# Oompapa mao mao elvira!



## Mitchellmania (Feb 14, 2002)

Here's my Elvira- I didn't have my tripod, so I had to use the flash (flash always blows out colors, and her stockings look darker than they are)- But, a Fun kit!
Adam did a great job on her likeness!


----------



## LGFugate (Sep 11, 2000)

Sweet! I just got my Elvira, and can't wait to get started on her, especially after seeing the buildups here on HobbyTalk!

Larry


----------



## Trekkriffic (Mar 20, 2007)

Cool! She looks like death warmed over nicely!

P.S. Am I blind or is the "the" in the sign missing an "h"?


----------



## PF Flyer (Jun 24, 2008)

Great job. Nice skin tones. These build-ups keep showing up on Hobbytalk....I'm going to have to break down and buy this kit. Great model for the man cave.


----------



## RMC (Aug 11, 2004)

nice work !


----------



## Mitchellmania (Feb 14, 2002)

Trekkriffic said:


> Cool! She looks like death warmed over nicely!
> 
> P.S. Am I blind or is the "the" in the sign missing an "h"?

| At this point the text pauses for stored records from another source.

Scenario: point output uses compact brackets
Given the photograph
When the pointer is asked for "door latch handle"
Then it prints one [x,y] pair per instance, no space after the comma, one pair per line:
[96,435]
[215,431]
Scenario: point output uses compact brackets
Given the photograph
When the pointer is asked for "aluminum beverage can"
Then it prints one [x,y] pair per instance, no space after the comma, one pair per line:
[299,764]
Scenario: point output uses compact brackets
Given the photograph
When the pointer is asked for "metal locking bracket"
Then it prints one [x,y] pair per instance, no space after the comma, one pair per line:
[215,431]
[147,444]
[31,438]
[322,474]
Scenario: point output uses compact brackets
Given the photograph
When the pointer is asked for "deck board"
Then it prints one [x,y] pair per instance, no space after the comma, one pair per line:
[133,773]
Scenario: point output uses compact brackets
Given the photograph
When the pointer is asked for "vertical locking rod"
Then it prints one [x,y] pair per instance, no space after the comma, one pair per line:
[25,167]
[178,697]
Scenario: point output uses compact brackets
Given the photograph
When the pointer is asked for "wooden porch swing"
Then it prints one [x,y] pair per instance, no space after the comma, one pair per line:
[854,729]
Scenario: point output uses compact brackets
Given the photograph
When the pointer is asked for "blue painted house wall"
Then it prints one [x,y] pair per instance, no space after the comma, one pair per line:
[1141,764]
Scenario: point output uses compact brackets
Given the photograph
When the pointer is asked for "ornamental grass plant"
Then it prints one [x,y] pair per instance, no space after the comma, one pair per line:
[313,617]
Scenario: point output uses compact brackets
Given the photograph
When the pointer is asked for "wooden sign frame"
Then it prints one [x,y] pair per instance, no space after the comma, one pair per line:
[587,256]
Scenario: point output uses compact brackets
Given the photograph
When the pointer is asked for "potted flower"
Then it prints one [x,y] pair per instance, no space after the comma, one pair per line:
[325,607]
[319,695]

I should have looked at more photos of her- she has pale make up on her face and boobies- I made her look like Lilly Munster! lol! well next time! D'Oh! Thanks for catching it, but I'm too lazy to fix it! LOL!


----------



## irishtrek (Sep 17, 2005)

I don't think the Oak Ridge Boys had this particular Elvira in mind when the recorded their hit song "Elvira" as the title of this thread would indicate.


----------



## rat salad (Oct 18, 2004)

Sexy! Love the black stockings! Great job, bud.
One day I will get around to this kit too.


----------



## northjason (May 10, 2003)

irishtrek said:


> I don't think the Oak Ridge Boys had this particular Elvira in mind when the recorded their hit song "Elvira" as the title of this thread would indicate.


As a kid, though, I know I naturally assumed it did.

Kind of like Ozzy Osbourn's "Iron Man". You know it has nothing to do with the character, but it just _feels_ like it does.


----------



## Mitchellmania (Feb 14, 2002)

irishtrek said:


> I don't think the Oak Ridge Boys had this particular Elvira in mind when the recorded their hit song "Elvira" as the title of this thread would indicate.


I just wanted my title to be more interesting than "Another Elvira Build up"
I'm not a country music fan, BTW


----------



## Gemini1999 (Sep 25, 2008)

Nice build...but that song title you have in the thread title... It's "Papa Ooo Mau Mau...":






Just thought you might enjoy it..

Bryan


----------



## zike (Jan 3, 2009)

Gemini1999 said:


> Nice build...but that song title you have in the thread title... It's "Papa Ooo Mau Mau...":



No, it's not.

The original post is correct.

He's not referencing the song you posted. He's referencing this song (check the chorus starting at 1:07):


----------



## Night-Owl (Mar 17, 2000)

Cool build up Mitch!


----------



## Mitchellmania (Feb 14, 2002)

Thanks!


----------